Copyright © 2013 Kyeong-Ah Jung and Mi-Kyoung Kwak. This is an open access article distributed under the Creative Commons Attribution License, which permits unrestricted use, distribution, and reproduction in any medium, provided the original work is properly cited.

Abstract

Nuclear factor erythroid 2-related factor 2 (NRF2) is the transcription factor that regulates an array of antioxidant/detoxifying genes for cellular defense. The conformational changes of Kelch-like ECH-associated protein 1 (KEAP1), a cytosolic repressor protein of NRF2, by various stimuli result in NRF2 liberation and accumulation in the nucleus. In the present study, we aimed to investigate the effect of KEAP1 knockdown on NRF2 target gene expression and its toxicological implication using human colon cancer cells. The stable KEAP1-knockdown HT29 cells exhibit elevated levels of NRF2 and its target gene expressions. In particular, the mRNA levels of aldo-keto reductases (AKR1C1, 1C2, 1C3, 1B1, and 1B10) were substantially increased in KEAP1 silenced HT29 cells. These differential AKRs expressions appear to contribute to protection against oxidative stress.

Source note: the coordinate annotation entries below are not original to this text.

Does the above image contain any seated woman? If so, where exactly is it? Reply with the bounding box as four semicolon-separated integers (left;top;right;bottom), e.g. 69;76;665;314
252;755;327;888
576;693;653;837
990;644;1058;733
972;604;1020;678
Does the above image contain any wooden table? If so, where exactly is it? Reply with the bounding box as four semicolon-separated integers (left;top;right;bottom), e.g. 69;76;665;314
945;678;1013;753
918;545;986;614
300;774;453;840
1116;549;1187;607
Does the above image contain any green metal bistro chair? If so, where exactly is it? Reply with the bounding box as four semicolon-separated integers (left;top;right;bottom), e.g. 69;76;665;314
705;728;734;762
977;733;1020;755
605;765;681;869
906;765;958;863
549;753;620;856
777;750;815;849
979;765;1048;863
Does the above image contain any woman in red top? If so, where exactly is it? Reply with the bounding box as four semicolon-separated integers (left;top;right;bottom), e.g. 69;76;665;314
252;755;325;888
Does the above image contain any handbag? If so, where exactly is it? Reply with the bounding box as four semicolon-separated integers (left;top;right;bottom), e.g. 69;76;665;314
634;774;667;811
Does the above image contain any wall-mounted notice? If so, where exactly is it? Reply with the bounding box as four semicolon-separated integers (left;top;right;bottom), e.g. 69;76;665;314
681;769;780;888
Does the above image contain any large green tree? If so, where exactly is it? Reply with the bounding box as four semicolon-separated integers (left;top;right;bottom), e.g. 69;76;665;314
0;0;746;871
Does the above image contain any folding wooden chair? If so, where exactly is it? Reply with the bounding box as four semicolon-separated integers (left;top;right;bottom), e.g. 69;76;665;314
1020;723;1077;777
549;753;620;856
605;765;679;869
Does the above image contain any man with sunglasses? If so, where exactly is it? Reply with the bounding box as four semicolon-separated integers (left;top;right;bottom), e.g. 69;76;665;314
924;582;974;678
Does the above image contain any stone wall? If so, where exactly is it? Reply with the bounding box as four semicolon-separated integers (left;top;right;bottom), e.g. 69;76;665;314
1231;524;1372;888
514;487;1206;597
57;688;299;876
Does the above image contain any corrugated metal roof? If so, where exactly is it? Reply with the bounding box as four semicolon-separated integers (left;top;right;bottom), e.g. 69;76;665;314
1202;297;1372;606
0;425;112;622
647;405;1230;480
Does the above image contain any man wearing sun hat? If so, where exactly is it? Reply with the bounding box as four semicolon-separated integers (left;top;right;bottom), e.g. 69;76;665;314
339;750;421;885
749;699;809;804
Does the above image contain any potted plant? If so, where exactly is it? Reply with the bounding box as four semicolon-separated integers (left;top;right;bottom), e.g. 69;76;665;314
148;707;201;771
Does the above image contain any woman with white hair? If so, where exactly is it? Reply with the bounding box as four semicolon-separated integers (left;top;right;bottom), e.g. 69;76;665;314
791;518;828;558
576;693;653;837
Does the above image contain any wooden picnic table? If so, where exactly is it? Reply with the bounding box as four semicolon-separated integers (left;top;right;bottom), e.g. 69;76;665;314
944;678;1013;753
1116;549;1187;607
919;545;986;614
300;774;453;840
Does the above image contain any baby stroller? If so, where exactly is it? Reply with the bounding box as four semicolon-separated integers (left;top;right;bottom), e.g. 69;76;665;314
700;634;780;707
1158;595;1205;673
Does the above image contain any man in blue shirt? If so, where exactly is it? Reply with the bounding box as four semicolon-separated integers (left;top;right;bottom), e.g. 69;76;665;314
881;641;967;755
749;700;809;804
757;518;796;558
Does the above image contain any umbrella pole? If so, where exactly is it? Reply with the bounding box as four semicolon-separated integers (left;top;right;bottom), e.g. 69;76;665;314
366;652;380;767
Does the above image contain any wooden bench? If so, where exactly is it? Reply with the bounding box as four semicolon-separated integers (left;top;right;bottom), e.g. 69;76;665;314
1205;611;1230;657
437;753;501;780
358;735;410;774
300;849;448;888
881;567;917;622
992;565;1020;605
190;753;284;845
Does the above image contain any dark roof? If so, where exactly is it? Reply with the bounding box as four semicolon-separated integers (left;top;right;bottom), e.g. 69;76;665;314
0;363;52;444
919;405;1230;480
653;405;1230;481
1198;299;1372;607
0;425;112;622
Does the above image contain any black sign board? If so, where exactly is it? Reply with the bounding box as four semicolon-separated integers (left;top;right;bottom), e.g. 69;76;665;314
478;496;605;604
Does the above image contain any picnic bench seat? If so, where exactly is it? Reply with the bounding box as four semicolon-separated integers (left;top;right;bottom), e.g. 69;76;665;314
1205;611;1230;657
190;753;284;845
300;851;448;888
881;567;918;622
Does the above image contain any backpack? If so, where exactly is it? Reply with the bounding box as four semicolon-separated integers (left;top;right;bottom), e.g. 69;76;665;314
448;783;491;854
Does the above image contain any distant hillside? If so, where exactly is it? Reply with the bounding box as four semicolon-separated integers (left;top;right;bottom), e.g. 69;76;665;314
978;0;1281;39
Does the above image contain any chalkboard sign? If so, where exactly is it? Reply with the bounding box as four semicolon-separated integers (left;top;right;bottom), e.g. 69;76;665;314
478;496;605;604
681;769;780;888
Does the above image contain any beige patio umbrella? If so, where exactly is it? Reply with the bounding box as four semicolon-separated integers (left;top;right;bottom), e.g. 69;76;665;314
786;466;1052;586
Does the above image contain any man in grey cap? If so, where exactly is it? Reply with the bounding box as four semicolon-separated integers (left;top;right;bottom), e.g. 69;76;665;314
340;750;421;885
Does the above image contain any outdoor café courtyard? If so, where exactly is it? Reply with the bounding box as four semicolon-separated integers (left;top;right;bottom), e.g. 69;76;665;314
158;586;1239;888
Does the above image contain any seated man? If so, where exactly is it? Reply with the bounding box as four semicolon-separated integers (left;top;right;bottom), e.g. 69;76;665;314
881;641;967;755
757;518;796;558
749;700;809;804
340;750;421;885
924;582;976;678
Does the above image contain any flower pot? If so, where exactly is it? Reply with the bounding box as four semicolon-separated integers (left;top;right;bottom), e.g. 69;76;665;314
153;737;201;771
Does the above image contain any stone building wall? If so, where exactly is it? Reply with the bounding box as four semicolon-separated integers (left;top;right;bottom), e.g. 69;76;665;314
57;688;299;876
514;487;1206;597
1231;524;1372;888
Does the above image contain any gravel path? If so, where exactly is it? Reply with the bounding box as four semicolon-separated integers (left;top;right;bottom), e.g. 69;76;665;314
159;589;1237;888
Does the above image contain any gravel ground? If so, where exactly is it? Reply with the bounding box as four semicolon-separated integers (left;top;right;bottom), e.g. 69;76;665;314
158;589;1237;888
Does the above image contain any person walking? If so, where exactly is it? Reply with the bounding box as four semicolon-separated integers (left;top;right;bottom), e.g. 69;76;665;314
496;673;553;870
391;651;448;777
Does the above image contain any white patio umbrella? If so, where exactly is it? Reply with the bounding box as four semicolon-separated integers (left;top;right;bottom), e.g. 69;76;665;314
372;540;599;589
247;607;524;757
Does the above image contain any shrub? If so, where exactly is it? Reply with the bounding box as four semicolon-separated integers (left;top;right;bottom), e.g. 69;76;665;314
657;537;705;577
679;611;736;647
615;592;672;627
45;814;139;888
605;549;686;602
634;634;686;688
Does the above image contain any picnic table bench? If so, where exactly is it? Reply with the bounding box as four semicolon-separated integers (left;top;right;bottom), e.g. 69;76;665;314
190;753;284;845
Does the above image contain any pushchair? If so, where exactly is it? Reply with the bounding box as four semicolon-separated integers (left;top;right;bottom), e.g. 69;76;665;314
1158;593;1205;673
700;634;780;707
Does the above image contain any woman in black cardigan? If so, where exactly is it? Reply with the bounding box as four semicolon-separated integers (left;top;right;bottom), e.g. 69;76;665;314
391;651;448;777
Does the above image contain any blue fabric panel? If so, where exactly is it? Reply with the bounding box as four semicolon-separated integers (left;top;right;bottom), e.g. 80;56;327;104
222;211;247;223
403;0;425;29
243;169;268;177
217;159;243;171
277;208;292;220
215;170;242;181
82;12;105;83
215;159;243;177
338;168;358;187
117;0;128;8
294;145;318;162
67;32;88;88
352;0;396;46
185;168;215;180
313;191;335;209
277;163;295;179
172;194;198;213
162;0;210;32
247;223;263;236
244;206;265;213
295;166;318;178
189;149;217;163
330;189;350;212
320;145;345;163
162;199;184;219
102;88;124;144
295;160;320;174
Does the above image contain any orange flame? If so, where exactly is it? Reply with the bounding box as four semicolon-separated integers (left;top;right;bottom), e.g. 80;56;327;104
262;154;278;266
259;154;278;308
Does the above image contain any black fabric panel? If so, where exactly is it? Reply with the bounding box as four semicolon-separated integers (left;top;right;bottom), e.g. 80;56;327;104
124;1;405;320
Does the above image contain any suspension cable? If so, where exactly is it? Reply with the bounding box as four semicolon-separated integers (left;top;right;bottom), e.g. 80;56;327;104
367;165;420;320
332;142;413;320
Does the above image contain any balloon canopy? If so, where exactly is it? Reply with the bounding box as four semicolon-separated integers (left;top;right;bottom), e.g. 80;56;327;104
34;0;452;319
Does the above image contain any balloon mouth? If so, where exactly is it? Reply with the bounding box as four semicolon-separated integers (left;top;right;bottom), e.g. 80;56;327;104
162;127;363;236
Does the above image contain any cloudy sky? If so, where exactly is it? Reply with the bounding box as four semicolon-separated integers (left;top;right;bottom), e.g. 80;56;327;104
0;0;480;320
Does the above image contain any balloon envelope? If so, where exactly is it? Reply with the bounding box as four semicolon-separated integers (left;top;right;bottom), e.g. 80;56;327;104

The KEAP1-knockdown cells were relatively more resistant to hydrogen peroxide (H2O2) and 4-hydroxynonenal (4HNE) compared to the control cells. Accordantly, we observed accumulation of 4HNE protein adducts in H2O2- or 4HNE-treated control cells, whereas KEAP1-knockdown cells did not increase adduct formation. The treatment of KEAP1-silenced cells with AKR1C inhibitor flufenamic acid increased 4HNE-induced cellular toxicity and protein adduct formation. Taken together, these results indicate that AKRs, which are NRF2-dependent highly inducible gene clusters, play a role in NRF2-mediated cytoprotection against lipid peroxide toxicity.